O que a amiga de Catarina percebia era a emoção de uma adolescente e não de uma mulher madura. Ficou surpresa com a descoberta de que, sim o amor na idade madura existe. A emoção, mesmo a atividade frenética que ataca jovens apaixonados, havia atacado Catarina. Não a via assim animada há muito tempo. E até imprevidente. O celular presenteado pelo amante, com torpedos apaixonados, estava displicentemente descansando na mesa em frente ao sofá. A amiga ficou horrorizada: - Catarina, você enlouqueceu? Quer que as crianças vejam isto? ( as "crianças"tem 32, 30 e 26 anos, todos do sexo masculino). E Catarina, indiferente respondeu que eles não mexiam nisso. E logo em seguida emendou: - O Beto queria que eu emprestasse o celular para ele hoje pela manhã (Beto é o filho caçula de 26 anos).
O jantar estava delicioso como sempre que Catarina se dispunha a cozinhar. Era dessas pessoas que tem o dom. Não tem medida para nada, tudo no olho. Quem pensar em ficar ao seu lado enquanto cozinha para aprender os segredos perde tempo. Não existe segredo, só um talento natural para a gastronomia.
Sentaram a mesa, sempre caprichada como fazia questão, e Catarina não parava de falar no Friederick. Estava realmente apaixonada e embora não declarasse planos para o futuro estava claro que esperava que alguma coisa espetacular fosse acontecer na sua vida em breve.

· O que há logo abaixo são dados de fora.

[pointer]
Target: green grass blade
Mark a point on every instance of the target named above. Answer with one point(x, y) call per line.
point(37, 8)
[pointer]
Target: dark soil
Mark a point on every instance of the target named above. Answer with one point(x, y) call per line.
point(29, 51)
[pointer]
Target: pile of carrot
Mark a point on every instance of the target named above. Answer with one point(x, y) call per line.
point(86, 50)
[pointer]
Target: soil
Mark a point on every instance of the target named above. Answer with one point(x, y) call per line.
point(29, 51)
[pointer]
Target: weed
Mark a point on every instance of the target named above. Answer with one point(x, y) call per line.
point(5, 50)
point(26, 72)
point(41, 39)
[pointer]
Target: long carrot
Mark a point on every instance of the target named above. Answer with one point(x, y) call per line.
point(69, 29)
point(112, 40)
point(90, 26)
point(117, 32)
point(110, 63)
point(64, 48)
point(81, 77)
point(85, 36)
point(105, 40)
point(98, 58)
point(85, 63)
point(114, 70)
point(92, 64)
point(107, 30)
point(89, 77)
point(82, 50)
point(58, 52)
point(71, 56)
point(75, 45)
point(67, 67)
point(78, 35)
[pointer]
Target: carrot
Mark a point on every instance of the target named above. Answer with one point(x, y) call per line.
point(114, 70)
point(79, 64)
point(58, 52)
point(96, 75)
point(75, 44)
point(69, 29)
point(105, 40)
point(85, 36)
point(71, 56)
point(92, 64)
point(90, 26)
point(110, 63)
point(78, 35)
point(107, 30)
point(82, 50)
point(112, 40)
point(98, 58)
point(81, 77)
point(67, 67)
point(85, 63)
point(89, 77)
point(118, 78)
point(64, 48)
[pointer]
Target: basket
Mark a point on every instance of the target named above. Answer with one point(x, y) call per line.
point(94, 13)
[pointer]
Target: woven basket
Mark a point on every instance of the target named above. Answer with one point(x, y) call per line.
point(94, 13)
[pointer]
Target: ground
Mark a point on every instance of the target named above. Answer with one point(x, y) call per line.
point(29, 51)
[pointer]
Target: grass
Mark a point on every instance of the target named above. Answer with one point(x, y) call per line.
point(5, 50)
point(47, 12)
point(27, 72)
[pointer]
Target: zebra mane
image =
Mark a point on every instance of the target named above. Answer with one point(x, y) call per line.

O amante era também sueco, havia trabalhado junto com o Curd, o marido, em uma das empresas multinacionais para qual havia servido. Na época, fizeram uma boa amizade, as famílias se conheceram e desde então quando Catarina viajava para ver a família do marido na Suécia sempre se encontravam. Na ultima viagem, aconteceu o romance inesperado, sem nenhuma premeditação. Mas estava ficando serio a cada dia que passava. Pelo menos para Catarina. O caso clássico de romance entre amigos muito íntimos.
A grande notícia veio junto com a sobremesa. Neste quesito, Catarina gostava de servir sorvete de frutas, habito adquirido pela freqüência com que recebia visitas estrangeiras. Achava de "bom tom" apresentar frutas brasileiras aos amigos suecos.
"- Vou morar na Suécia por uns tempos. Curd arrumou um novo emprego nos Estados Unidos e acha que devo morar em Estocolmo, a proteção social lá é maravilhosa e podemos desfrutar de algumas vantagens que não temos no Brasil. Achei ótimo pois o Friederick ia me mandar uma passagem para eu ir por uns tempos para lá. Estava pensando como explicar esta despesa. Agora não preciso inventar mais nada. Curd está me mandando para lá e como ele ainda é o meu marido, o assunto esta resolvido. Não é engraçado?".
A amiga não achava tão engraçado assim. Pensava como mulher racional que era, que havia muito risco nesta brincadeira. E tinha sim uma certa crítica em relação aos atores envolvidos - o amigo do marido? O marido da amiga, na casa onde se hospedava? Aquilo não estava certo ainda que compreendesse as razões e as circunstancias do episódio.
Finalmente o jantar acabou e as amigas se despediram. Helena se sentiu na obrigação de alertar a amiga sobre a necessidade de manter segredo do caso mesmo para as amigas mais chegadas e aparentemente mais modernas. Expressou sua opinião de maneira delicada, sem conseguir contudo esconder o que pensava sobre o fato de ter um caso com um amigo da família. Lembrou a Catarina, que estas amigas que hoje a tinham em boa imagem, mudariam rapidamente quando soubessem do caso, a ameaça de uma amiga com poucos escrúpulos morais é imediatamente reconhecida pelo grupo. E afastada do convívio. Catarina deu de ombros e adotou a falsa postura de mulher solitária e assediada que não conseguiu resistir. Helena conhecia aquela encenação e não insistiu. Conhecia Catarina e sabia que aquilo ainda ia render boas conversas com detalhes picantes e confissões em voz baixa. Deu mais um abraço na amiga, recomendou novamente discrição e foi-se embora para sua casa, para o marido e para estabilidade de seu casamento.